I am returning to boiled cakes, always a favourite, especially with my husband, but I have no idea why this particular version would have such a strange name. I am baking it exactly as printed in the 1917 Modern Cookery book. Looking at the ingredients, I just know it will be good and moist.

I used a 7” spring form cake tin, lined. [8” would be OK too] No temperatures are given [of course] and from the charts I use, a moderate oven would be around 160C. Now, I think that is too hot, so will pop it in at 150C.

12 oz plain flour
8 oz dripping
6 oz demerara sugar
4 oz currants
4 oz raisins
pinch salt
1 teaspoon mixed spice
1 teaspoon bicarbonate of soda
3/4 pint warm water

Place the water, dripping, fruit and sugar into a large saucepan and stir over a gentle heat until it boils. Let it continue boiling for 5 minutes, then allow it to go cold. Mix in the flour, salt and spice. Stir then add the bicarbonate of soda, dissolved in a teaspoonful of warm water. Mix well.

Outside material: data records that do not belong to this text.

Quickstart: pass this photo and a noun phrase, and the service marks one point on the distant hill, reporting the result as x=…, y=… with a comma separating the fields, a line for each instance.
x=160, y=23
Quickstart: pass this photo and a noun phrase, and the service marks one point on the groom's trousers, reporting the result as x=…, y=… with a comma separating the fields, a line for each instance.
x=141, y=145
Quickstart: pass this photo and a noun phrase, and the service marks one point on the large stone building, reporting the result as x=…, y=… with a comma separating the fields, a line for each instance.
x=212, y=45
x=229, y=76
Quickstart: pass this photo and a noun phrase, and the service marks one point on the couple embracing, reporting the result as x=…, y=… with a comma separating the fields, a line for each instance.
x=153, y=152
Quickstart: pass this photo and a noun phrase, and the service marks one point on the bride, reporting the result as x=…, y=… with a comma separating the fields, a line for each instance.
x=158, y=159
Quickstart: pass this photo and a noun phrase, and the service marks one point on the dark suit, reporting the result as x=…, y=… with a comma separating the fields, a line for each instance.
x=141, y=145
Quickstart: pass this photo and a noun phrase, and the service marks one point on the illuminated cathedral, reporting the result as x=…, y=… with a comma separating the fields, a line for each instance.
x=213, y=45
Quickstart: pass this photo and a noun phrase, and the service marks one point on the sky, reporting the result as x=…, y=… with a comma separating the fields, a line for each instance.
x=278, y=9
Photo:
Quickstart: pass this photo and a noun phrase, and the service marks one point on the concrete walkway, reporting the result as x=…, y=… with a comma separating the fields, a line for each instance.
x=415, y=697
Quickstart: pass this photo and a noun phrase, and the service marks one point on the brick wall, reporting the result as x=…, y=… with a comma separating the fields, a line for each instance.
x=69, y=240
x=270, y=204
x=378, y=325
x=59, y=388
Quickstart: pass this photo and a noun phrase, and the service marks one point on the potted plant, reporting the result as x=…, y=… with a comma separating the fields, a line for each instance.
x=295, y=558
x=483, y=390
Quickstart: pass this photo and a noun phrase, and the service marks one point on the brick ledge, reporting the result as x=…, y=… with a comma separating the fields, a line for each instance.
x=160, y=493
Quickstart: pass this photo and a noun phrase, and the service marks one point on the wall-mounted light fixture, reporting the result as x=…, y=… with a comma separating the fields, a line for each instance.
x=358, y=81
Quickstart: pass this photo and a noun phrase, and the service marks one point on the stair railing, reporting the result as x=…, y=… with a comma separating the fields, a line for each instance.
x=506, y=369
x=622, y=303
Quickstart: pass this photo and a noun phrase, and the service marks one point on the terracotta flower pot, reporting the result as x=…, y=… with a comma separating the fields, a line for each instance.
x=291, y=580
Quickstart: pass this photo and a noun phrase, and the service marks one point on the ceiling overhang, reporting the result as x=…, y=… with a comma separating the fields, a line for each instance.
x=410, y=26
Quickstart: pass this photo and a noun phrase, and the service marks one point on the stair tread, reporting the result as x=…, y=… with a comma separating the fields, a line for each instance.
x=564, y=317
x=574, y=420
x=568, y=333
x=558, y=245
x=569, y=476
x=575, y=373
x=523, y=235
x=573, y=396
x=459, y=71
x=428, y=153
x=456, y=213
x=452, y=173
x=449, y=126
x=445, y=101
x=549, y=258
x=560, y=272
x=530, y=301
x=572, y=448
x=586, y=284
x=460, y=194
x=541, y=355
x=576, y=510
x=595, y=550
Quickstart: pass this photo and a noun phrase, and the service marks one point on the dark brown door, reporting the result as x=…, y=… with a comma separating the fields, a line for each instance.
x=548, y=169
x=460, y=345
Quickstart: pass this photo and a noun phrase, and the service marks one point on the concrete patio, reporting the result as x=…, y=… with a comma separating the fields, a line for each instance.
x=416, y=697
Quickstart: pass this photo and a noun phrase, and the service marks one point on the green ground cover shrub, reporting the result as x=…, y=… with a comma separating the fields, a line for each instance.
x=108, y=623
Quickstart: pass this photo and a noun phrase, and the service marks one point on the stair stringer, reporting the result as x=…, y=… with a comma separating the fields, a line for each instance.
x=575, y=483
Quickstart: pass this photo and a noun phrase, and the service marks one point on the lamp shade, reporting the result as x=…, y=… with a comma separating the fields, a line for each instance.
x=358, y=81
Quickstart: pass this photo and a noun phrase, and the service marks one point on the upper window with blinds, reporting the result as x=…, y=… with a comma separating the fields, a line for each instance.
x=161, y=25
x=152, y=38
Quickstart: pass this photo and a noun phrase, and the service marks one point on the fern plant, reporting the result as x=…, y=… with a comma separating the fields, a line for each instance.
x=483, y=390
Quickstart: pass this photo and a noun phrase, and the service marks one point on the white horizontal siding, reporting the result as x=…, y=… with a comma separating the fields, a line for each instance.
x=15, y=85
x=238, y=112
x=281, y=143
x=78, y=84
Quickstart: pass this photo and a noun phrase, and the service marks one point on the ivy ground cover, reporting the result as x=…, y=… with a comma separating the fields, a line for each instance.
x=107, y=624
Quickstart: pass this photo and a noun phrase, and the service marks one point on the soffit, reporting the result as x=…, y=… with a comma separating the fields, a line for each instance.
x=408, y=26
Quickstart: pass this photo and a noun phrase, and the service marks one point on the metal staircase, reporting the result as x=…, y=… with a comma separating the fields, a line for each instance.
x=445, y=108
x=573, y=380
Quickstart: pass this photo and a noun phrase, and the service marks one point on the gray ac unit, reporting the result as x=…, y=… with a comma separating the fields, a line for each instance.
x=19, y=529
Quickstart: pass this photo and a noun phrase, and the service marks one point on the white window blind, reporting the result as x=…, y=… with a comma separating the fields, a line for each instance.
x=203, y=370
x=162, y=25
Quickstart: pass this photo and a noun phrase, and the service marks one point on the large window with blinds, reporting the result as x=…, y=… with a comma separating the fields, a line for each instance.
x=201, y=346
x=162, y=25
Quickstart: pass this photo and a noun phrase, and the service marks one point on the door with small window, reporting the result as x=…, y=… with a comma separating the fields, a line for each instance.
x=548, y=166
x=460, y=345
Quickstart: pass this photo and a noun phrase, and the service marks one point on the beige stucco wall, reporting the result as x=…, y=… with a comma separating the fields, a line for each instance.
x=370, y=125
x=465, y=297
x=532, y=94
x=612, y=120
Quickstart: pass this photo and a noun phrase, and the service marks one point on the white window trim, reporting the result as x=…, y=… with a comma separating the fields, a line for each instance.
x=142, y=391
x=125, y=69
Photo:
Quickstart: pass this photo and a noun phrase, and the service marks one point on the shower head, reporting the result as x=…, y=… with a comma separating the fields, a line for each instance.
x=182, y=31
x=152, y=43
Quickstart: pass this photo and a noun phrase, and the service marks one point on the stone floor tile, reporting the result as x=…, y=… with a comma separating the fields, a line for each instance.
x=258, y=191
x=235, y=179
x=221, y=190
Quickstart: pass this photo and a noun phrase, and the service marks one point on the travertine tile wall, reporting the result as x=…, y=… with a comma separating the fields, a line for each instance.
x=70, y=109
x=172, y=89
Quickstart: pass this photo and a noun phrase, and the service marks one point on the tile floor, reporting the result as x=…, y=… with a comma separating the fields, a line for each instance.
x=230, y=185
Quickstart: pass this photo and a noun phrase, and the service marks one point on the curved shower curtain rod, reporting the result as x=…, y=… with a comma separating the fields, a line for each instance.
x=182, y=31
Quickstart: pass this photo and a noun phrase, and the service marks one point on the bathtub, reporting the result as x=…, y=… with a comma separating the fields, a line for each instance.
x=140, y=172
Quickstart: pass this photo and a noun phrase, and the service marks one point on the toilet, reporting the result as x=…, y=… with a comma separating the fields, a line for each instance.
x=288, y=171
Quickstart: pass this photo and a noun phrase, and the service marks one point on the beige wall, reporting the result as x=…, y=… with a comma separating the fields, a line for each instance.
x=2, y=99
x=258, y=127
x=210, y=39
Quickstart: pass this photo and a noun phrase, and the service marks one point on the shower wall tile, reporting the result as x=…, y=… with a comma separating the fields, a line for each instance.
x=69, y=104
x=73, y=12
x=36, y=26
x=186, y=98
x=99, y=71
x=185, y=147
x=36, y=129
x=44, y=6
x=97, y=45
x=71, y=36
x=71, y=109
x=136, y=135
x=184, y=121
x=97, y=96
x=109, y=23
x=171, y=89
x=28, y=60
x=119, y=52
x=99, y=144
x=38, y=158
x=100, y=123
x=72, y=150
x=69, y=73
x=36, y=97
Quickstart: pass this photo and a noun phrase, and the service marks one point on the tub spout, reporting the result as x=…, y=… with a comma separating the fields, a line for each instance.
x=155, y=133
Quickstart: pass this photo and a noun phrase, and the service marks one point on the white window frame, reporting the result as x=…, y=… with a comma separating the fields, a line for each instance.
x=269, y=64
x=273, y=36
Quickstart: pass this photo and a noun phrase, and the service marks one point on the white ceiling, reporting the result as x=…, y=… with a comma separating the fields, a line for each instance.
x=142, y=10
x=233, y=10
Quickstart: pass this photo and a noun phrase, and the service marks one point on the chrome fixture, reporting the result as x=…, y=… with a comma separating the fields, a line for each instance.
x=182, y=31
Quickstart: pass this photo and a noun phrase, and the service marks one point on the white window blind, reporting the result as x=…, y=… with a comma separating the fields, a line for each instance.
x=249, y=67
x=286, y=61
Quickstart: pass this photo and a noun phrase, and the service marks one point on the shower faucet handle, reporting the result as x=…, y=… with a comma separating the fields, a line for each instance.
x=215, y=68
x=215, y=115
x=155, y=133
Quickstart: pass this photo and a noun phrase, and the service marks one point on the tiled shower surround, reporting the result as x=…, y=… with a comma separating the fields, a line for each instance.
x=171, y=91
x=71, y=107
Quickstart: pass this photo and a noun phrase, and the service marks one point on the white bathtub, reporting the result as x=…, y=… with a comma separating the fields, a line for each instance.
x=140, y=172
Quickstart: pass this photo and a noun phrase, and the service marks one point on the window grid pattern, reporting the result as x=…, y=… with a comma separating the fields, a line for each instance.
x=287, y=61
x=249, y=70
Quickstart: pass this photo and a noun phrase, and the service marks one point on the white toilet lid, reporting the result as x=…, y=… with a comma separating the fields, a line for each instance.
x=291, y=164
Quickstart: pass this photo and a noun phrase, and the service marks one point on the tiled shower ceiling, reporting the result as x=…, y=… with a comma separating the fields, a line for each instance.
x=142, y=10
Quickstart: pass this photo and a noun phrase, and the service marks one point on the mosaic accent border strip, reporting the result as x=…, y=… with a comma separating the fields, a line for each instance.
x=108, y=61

Turn into your prepared tin and bake for about 1 hour 45 minutes. I turned it down to 140C after one hour and covered the top. [the original recipe said 2 hours - far too long for today’s modern ovens]


The result? Just delicious with a wonderful flavour. Yes, I know it contains dripping, but it is a natural ingredient and research these days show it is not as evil as we were once told. Our ancestors knew what they were doing!! Trust me.